Spot Price: Current market price of a spot transaction.

Spot Rate: Current market rate of a spot transaction.

Spread: Is the pips or points that separates the bid and ask price of a currency. Difference is called the spread.

Stable market: A market that does not experience major currency moves. Thus buying and selling is in balance.

Sterling: Also known is ‘Cable’, is a term used to describe the British Pound.

Stop Loss Order: This is an order used to exit, at a specified price, in a losing trade.

Stop Order: Order to buy or sell a currency once price goes pass a desired level.

Stagflation: Situation where a country is experiencing low growth in the economy and at the time is affected by high inflation.

Support Levels: Level at which demand exceeds supply. Usually described as a level where buying pressure is high.

Swap: This is a foreign exchange deal that consists of a spot deal and a forward outright deal.

SWIFT: Society of Worldwide Interbank Financial Telecommunication. This is a global electronic network set up to send standardized payment instructions for foreign currencies among international banks.

Swissy: Term used to refer to the Swiss Franc.

T

Take Profit Order: A point placed by trader, where when reached, position is closed and profit is taken

Tan Book: Economic report prepared by the Federal Reserve for FOMC meeting.

Technical Analysis: The study of past price pattern to predict the future performance of a particular currency.

Thin Market: Occurs when trading volume and liquidity of a particular market is low.

Tick: Minimum change in price, either up or down.

Tier One: It is the bank’s core capital (bank equity) that supports bank lending.

Tight Money: This is a situation where money or loans are very difficult to obtain due to circumstances resulting in central banks monetary policy decisions.

Tomorrow Next: Also known as Tom Next. This is a foreign exchange trading strategy that seeks simultaneous buying of a currency for delivery the following day and selling for the spot day and vice-versa.

Trade Deficit/Surplus: This is the difference between value of imports and exports.

Transaction Date: Date at which a trade occurs.

Treasury Bills: Short-term U.S. government obligations sold at a discount from face value. Treasury bills generally are issued with 13-, 26- or 52-week maturities.

Trend: The general direction of the market broken down into an up-trend, downtrend or sideways trend.

Turnover: Total money value of all transactions in a given time period.

Two-Tier market: A dual exchange rate system where normally only one rate is open to market pressure, e.g. South Africa.

Two-Way Price: Quote in a foreign exchange transaction where both buying and selling rates are indicated.

U

Under-Valuation: Is where exchange rate is below its purchasing power parity.

USDX: Currency index that consists of the weighted average of the prices of ten foreign currencies against the US dollar: Deutsche Mark, Japanese Yen, French Franc, British Pound, Canadian Dollar, Italian Lira, Dutch Guilder, Belgian Franc, Swedish Krona, and Swiss Franc.

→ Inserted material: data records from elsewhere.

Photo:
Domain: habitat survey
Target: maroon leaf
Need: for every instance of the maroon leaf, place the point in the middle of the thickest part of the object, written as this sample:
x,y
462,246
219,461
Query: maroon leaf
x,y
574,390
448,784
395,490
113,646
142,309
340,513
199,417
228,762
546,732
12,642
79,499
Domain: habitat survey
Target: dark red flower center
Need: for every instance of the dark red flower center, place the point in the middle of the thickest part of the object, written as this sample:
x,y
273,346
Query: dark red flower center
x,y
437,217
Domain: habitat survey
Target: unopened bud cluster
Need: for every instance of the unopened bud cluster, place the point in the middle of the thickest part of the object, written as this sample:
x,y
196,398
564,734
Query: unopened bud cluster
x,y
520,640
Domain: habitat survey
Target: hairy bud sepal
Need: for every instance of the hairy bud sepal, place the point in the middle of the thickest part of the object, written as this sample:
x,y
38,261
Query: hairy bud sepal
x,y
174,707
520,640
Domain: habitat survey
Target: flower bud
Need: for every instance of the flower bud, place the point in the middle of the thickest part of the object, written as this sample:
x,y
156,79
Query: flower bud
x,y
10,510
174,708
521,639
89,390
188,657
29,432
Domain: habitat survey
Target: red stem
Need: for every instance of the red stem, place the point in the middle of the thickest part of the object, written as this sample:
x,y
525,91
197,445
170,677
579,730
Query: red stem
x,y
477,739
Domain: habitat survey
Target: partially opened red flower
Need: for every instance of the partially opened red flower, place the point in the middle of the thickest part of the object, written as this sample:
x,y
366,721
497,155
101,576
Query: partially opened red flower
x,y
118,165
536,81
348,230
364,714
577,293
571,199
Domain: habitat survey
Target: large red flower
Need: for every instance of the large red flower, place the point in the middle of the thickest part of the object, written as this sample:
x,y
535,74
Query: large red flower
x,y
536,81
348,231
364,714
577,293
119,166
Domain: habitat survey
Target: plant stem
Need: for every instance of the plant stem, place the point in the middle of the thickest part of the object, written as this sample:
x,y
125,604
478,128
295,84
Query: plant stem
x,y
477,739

US Prime Rate: Rate at which US banks lends to its prime corporate customer.

V

Value at Risk: Expected loss form an adverse market movement with specified probability over a particular period of time.

Value Date: Date at which both parties of a particular transaction agrees on settlement. This occurs two business days after the trade has occurred.

Variation Margin: This is fund required by trading party in order to fully cover any unrealized profit.

Volatility: Degree at which price of currency tends to fluctuate within a certain period of time.

W

Whipsaw: Generally occurs in a volatile market where price fluctuates up and down for a period of time until specific direction is taken.

World Bank: An organization that focuses mainly on foreign exchange reserves and the balance of trade.

Y

Yard: In the foreign exchange market, it is referred to as billion.